Why, there's one among many possibilities. How long has Citigroup and its dominant, international, consumer-based banking business been under attack? I know. It's hard to imagine in this environment other financial firms hungry for Citigroup's vast deposits ... not!

You certainly see something of a battle in trading of shares of Citigroup since March '09 bottom. Relative strength's noteworthy collapse leading to Citi's massive secondary offering in December '09 strongly suggests this stock has yet to see bottom.

Then, too, considering the depths to which Citigroup fell ... one is supposed to believe its exposure to risk is profoundly worse than that other, large, deposit-taking institution on Wall Street: JP Morgan Chase?

Suddenly, with the Lehman Brothers revelation JPM's "strong balance sheet" becomes so much talk.
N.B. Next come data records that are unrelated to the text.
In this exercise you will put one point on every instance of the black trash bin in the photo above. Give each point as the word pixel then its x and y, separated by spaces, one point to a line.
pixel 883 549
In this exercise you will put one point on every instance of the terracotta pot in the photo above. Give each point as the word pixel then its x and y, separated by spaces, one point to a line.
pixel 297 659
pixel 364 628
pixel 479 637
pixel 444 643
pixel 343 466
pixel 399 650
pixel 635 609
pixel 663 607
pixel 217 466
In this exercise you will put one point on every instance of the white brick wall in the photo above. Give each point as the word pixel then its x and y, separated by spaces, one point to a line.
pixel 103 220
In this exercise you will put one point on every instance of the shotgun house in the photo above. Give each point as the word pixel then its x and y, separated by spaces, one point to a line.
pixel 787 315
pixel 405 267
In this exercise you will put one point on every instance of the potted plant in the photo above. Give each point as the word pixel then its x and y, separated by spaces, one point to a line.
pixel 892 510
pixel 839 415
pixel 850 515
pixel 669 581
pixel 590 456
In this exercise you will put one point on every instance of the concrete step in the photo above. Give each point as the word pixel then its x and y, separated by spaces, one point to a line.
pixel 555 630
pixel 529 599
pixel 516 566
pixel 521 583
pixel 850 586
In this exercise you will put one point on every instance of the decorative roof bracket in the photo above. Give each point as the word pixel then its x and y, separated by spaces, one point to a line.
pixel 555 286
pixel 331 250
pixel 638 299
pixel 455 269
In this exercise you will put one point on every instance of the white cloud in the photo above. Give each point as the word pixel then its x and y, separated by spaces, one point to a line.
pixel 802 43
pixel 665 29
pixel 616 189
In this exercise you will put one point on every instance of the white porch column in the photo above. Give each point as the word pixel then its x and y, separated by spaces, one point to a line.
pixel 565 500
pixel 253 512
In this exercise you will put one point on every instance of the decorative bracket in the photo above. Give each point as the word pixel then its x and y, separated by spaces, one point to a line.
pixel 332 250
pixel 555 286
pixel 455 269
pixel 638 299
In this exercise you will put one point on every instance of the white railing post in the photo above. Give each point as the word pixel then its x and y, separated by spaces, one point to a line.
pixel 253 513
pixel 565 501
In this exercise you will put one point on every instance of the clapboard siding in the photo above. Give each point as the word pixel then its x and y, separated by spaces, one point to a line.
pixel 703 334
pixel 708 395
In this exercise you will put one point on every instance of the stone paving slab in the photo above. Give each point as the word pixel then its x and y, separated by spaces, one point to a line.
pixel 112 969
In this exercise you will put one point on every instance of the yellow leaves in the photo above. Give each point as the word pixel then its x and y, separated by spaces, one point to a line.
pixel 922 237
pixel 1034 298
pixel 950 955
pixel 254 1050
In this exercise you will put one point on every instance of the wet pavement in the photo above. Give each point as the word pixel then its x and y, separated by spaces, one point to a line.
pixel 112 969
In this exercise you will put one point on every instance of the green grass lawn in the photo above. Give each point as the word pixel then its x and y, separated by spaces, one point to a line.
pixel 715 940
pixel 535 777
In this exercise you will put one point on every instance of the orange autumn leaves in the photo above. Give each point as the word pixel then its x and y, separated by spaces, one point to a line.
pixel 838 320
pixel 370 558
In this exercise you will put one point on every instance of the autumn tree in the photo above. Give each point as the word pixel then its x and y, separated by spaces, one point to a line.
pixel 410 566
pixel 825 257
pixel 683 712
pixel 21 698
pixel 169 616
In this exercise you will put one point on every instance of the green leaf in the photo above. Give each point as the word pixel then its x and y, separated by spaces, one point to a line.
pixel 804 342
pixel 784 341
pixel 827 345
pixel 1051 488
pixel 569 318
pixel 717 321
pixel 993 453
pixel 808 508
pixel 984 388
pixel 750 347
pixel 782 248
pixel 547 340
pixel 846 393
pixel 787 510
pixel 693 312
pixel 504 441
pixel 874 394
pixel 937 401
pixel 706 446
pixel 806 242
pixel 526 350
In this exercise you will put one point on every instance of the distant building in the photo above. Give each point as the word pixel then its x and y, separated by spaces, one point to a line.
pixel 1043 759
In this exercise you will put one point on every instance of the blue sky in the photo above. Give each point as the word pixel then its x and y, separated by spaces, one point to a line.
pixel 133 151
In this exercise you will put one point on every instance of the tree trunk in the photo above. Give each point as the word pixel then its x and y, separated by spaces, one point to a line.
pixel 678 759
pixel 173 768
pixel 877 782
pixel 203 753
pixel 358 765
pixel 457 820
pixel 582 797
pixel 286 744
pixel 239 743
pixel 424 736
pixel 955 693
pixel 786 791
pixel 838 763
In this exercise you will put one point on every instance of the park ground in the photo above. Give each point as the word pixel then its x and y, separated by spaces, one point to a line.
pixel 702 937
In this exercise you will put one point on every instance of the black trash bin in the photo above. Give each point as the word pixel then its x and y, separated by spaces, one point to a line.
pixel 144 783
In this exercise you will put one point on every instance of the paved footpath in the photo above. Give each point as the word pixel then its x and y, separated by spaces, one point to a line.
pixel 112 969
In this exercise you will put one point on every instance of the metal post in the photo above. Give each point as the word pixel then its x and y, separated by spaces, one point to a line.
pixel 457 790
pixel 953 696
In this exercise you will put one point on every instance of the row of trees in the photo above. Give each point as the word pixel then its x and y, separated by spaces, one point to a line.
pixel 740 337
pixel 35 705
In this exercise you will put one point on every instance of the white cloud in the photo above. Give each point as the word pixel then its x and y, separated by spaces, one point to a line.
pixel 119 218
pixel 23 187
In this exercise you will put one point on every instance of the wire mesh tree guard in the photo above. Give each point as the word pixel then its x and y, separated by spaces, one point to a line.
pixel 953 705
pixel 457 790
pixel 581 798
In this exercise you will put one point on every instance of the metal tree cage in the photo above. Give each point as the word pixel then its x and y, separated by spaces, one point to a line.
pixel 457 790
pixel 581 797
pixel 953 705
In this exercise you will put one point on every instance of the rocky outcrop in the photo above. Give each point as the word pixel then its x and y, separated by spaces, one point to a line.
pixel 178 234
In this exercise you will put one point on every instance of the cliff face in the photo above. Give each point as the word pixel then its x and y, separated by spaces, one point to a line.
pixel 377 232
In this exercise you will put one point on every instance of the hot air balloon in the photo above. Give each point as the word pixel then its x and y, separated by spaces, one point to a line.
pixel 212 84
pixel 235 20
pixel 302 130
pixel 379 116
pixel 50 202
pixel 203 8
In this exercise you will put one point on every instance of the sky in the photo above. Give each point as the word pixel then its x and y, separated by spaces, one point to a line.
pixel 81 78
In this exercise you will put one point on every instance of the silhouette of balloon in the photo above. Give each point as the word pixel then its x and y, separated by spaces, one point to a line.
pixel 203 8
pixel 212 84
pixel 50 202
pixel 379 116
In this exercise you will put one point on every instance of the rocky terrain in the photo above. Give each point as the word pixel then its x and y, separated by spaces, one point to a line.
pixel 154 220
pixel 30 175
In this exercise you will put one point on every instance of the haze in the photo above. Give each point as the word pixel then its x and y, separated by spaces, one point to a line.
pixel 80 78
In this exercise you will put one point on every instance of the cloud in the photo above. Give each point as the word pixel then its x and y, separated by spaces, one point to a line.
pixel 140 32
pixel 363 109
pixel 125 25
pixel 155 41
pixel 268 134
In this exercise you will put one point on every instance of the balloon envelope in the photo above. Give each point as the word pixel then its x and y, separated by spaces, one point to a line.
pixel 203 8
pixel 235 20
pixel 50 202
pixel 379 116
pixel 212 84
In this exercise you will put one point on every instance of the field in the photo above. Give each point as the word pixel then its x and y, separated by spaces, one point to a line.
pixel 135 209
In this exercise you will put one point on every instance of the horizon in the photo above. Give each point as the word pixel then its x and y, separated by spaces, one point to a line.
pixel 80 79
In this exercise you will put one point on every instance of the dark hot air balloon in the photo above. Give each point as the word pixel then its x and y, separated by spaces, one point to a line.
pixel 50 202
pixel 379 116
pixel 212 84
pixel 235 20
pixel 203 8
Truth of the matter, too, must certainly lie deeper than some fake "stress test" can reveal.

Indeed, did the stress test of 2009 take into account the potential collapse of the European banking system? Or, more immediately pertinent, just its growing prospect and what impact this might have in key markets?

One can only imagine what collateral fear might develop were Citi soon to retest its March '09 low. The Elliott wave count you see above suggests retest is a credible, near-term possibility, too.

The prevalent, mistaken sense that, some semblance of "normalcy" established over the past thirty years might soon ascend more likely indicates profound turmoil and rivers of tears are yet in store. In fact, not until the very prospect of "normalcy" is widely scoffed at will we likely be near a 1932-like bottom. We are nowhere close right now.

So, revelations involving Lehman Brothers raise odds deception facilitating further asset grabs more than likely is the true, new normal. Lord knows (as does Hank Paulson), it is by chaos that, things get done these days. And judging by trading in Citigroup, trouble just might be brewing.